4 de marzo 2020
La muerte de Ernesto Cardenal obliga a un ejercicio de memoria que reconstruya su biografía con el mayor apego a sus ideas. Fue sin duda, Cardenal, un poeta de ideas, un escritor que abrió su poesía a la experiencia de un mundo que amaba y aborrecía. El misterio de ese mundo, contradictoriamente nombrado en su poesía, se sintetizaba en el desencuentro de la belleza de los lagos de Nicaragua, donde fundó comunidades utópicas, y el horror del capitalismo y la dictadura.
En sus Memorias (2003), editadas en dos volúmenes por el Fondo de Cultura Económica, las dos figuras más entrañables, las más acreedoras de una deuda tangible en su vida y obra no eran Fidel y el Che, sino el también poeta nicaragüense, José Coronel Urtecho, y el monje trapense y teólogo norteamericano Thomas Merton.
A través de su maestro, Coronel Urtecho, Cardenal entró en contacto con la gran poesía norteamericana (Whitman, Eliot, Pound, Lowell…), que le aligeró la influencia de Rubén Darío y lo orientó hacia un vanguardismo conversacional. De Merton, Cardenal aprendió un jesuitismo místico, más ascético y utopista que la propia doctrina loyolista que le enseñaron en el seminario de Cuernavaca.
Llama la atención que, de Estados Unidos, un imperialismo y un capitalismo que aparecen en su poesía como metáforas del mal provengan los más poderosos referentes del pensamiento poético y teológico de Cardenal. Eran esas fuentes las que le permitían hablar con propiedad del filibusterismo de William Walker, la expansión de la United Fruit Company o la voracidad de Wall Street.

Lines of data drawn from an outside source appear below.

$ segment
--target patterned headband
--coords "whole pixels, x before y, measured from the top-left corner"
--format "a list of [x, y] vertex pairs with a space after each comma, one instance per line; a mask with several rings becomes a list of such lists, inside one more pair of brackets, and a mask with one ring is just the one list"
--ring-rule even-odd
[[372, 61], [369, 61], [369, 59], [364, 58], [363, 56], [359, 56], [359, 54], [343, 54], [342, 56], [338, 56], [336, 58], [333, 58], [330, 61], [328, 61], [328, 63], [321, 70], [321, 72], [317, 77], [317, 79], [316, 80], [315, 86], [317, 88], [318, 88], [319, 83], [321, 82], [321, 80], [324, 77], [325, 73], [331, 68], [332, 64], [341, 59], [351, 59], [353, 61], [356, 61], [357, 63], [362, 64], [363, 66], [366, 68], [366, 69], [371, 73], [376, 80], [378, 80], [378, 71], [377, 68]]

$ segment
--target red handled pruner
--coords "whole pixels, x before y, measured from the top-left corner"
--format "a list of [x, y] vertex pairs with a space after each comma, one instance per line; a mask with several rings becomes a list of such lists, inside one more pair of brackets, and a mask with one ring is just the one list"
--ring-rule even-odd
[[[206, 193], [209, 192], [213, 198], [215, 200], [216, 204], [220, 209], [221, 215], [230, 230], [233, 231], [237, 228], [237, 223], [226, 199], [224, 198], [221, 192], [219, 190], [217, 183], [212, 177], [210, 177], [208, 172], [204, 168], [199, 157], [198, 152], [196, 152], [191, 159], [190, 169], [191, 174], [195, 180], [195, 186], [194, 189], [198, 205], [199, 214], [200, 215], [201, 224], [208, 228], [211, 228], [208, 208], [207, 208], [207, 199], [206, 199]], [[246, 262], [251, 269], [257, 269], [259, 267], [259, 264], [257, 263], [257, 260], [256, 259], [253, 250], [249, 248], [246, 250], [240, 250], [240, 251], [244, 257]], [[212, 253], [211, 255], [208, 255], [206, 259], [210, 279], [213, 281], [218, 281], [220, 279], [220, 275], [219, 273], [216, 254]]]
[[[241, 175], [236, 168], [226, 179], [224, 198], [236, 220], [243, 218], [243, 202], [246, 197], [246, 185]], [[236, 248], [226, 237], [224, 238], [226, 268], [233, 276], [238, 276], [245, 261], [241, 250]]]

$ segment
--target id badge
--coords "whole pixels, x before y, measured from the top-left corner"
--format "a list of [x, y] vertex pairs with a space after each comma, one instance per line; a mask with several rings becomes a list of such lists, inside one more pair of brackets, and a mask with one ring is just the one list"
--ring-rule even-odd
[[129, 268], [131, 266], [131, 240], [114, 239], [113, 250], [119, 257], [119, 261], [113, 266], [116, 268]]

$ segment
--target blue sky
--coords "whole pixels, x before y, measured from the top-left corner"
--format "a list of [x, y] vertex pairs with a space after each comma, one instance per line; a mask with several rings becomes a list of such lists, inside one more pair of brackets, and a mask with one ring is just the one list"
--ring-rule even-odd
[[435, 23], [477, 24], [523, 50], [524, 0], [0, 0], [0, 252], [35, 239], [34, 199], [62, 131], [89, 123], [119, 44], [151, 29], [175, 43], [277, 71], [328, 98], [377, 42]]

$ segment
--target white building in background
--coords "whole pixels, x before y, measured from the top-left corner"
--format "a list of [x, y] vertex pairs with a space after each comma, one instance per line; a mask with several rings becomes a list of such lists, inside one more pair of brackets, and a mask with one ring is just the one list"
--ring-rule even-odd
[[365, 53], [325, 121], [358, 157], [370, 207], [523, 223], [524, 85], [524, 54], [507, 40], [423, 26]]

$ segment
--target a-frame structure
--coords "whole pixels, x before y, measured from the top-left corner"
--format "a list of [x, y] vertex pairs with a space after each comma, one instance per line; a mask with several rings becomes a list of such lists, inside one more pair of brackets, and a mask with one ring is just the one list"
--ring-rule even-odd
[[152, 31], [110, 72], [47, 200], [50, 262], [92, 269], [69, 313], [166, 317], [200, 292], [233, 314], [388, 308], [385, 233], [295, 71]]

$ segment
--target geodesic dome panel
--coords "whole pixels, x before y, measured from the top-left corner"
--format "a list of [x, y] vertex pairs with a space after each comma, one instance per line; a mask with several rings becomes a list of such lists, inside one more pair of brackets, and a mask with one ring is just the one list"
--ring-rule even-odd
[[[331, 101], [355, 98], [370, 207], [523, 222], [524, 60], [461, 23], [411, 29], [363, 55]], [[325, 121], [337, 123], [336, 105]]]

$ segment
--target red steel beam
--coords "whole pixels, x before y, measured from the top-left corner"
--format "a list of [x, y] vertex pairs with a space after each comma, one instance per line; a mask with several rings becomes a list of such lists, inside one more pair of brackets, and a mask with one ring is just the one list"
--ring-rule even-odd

Aquel anticapitalismo de Cardenal estaba informado por la idea poética de la piedad de Pound y por la imagen de Marilyn Monroe, marcando el número equivocado del teléfono de Dios.
En casi todos los poemarios de Cardenal, desde los Epigramas (1961) y los Salmos (1964), hasta el Cántico cósmico (1989) y El telescopio de la noche oscura (1993), había aquellas pastorales contra el mercado, curiosamente abastecidas por el imaginario poético de Estados Unidos. No es raro que aquel poeta, ordenado como sacerdote en los años del Concilio Vaticano Segundo, abrazara la Teología de la Liberación y respaldara la Revolución Sandinista. La mayor parte de la intelectualidad nicaragüense estaba contra Anastasio Somoza en los años 60 y 70.
Menos previsible fue que Cardenal, al final de su vida, se opusiera tan enérgicamente a Daniel Ortega, Rosario Murillo y quienes se apropiaron autoritariamente de aquella revolución. Oponerse a Ortega le supuso distanciarse de la Cuba de Fidel y Raúl Castro, que siempre respaldó desde 1959. Pero vale la pena recordar que aquel respaldo también tuvo sus fisuras, como se lee en el libro En Cuba (1972); testimonio de un viaje a la isla en el que Cardenal denunció la persecución de católicos y homosexuales, rockeros y hippies, la censura del marxismo occidental en la Universidad de La Habana y los campos de concentración de las tenebrosas UMAPs.